Not an everyday book

Jenny Glasscock, Features Editor

When you go to the young adult section of a bookstore these days, it seems like you’re faced with two options: choose the dystopian Hunger Games-esque novel or a paranormal romance book that seems to have a strikingly similar plot to Twilight. If you love those kinds of books, there’s absolutely nothing wrong with that. Some books in those genres are well written, but the problem is the major lack of variety on the shelf for teens other than these repetitive stories.

But there is still hope. David Levithan adds freshness to the young adult genre with his latest novel Every day.

The book is about 16-year-old genderless character simply named A, who wakes up in someone else’s body each morning. A has never had their (I’ll just refer to A as ‘they’ for sake of a gender neutral pronoun) own body. They wake up in someone their age’s body, regardless of race, gender or size, and must spend the day living as that person.

A teaches themself to never grow too close to anyone in their life because they will only have to wake up as a different person the next day, and may never see them again. But that changes when one morning they wake up in the body of Justin and they meet his girlfriend Rhiannon. After the day is over, they can’t stop thinking about her. They want to have her in their life permanently, but it seems almost impossible to make the relationship work when they are someone different every day.

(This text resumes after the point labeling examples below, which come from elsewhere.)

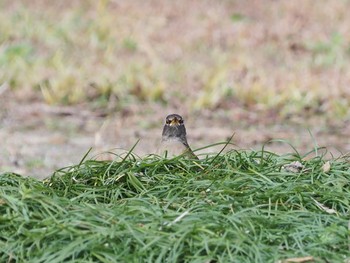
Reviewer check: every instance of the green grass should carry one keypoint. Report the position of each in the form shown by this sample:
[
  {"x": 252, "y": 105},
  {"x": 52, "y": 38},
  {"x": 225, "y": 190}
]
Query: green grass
[{"x": 241, "y": 206}]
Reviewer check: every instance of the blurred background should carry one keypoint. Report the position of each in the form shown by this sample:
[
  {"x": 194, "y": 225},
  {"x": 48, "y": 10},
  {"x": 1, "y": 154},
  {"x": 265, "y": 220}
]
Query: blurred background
[{"x": 105, "y": 73}]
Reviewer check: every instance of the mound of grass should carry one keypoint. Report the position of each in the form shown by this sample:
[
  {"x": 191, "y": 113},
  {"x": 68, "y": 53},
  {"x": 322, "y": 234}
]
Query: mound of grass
[{"x": 241, "y": 206}]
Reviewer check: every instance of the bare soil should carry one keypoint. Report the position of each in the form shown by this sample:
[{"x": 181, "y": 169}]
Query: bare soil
[{"x": 37, "y": 139}]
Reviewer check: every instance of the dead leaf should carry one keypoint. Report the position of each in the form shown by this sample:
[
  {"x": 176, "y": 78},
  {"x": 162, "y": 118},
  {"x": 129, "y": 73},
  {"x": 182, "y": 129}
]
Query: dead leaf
[
  {"x": 294, "y": 167},
  {"x": 299, "y": 260},
  {"x": 326, "y": 167}
]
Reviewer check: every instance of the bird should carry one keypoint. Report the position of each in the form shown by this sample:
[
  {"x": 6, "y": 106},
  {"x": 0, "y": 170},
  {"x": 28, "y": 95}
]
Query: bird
[{"x": 174, "y": 141}]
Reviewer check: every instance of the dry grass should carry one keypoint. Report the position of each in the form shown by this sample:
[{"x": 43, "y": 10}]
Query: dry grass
[{"x": 288, "y": 55}]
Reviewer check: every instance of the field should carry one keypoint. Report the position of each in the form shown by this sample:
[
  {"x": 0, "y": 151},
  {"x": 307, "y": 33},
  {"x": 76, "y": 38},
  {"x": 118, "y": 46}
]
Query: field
[
  {"x": 102, "y": 75},
  {"x": 235, "y": 207}
]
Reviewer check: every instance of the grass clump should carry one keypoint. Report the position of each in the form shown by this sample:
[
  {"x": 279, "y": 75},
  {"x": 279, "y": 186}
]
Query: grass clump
[{"x": 235, "y": 207}]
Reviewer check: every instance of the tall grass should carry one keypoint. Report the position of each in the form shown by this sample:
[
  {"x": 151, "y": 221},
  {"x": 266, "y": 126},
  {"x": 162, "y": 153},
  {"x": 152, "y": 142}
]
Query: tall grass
[{"x": 241, "y": 206}]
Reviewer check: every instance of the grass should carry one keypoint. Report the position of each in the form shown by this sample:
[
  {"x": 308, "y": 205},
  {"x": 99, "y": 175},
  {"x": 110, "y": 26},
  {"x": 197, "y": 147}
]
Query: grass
[
  {"x": 212, "y": 54},
  {"x": 241, "y": 206}
]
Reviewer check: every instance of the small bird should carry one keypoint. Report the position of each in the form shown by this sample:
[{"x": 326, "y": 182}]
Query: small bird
[{"x": 174, "y": 141}]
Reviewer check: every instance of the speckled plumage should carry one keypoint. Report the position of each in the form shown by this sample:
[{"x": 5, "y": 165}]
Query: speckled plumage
[{"x": 174, "y": 141}]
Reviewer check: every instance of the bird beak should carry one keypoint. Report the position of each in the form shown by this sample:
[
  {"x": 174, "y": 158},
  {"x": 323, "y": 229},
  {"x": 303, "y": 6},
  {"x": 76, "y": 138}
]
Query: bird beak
[{"x": 174, "y": 122}]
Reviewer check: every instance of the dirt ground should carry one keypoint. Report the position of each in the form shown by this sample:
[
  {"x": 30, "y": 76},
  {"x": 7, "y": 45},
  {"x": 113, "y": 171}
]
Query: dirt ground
[{"x": 37, "y": 139}]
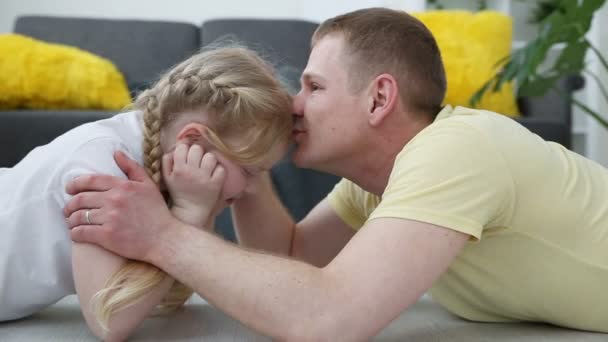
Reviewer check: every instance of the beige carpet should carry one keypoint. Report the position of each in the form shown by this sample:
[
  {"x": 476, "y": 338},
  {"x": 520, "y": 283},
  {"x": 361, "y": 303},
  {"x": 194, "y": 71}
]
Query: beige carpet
[{"x": 425, "y": 322}]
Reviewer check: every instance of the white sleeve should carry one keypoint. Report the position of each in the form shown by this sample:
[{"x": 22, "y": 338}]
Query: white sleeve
[{"x": 94, "y": 157}]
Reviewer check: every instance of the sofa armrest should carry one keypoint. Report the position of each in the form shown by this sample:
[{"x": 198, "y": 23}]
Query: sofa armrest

The concept of the Every day is enough to reel anyone in, and the writing and storytelling are no disappointment. It’s entertaining and leaves you constantly wondering who A will wake up as next.

The book’s main theme of loving someone regardless of their appearance is something people of every age can learn from. It’s enough to make you stop and think. It’s the type of book that you can pick up and reread over and over and not get bored—you learn something new every time you read it.

Every day rightfully takes its spot as an Abraham Lincoln 2014 Illinois High School book award nominee. It’s an outstanding novel of our time that everyone should read it at least once.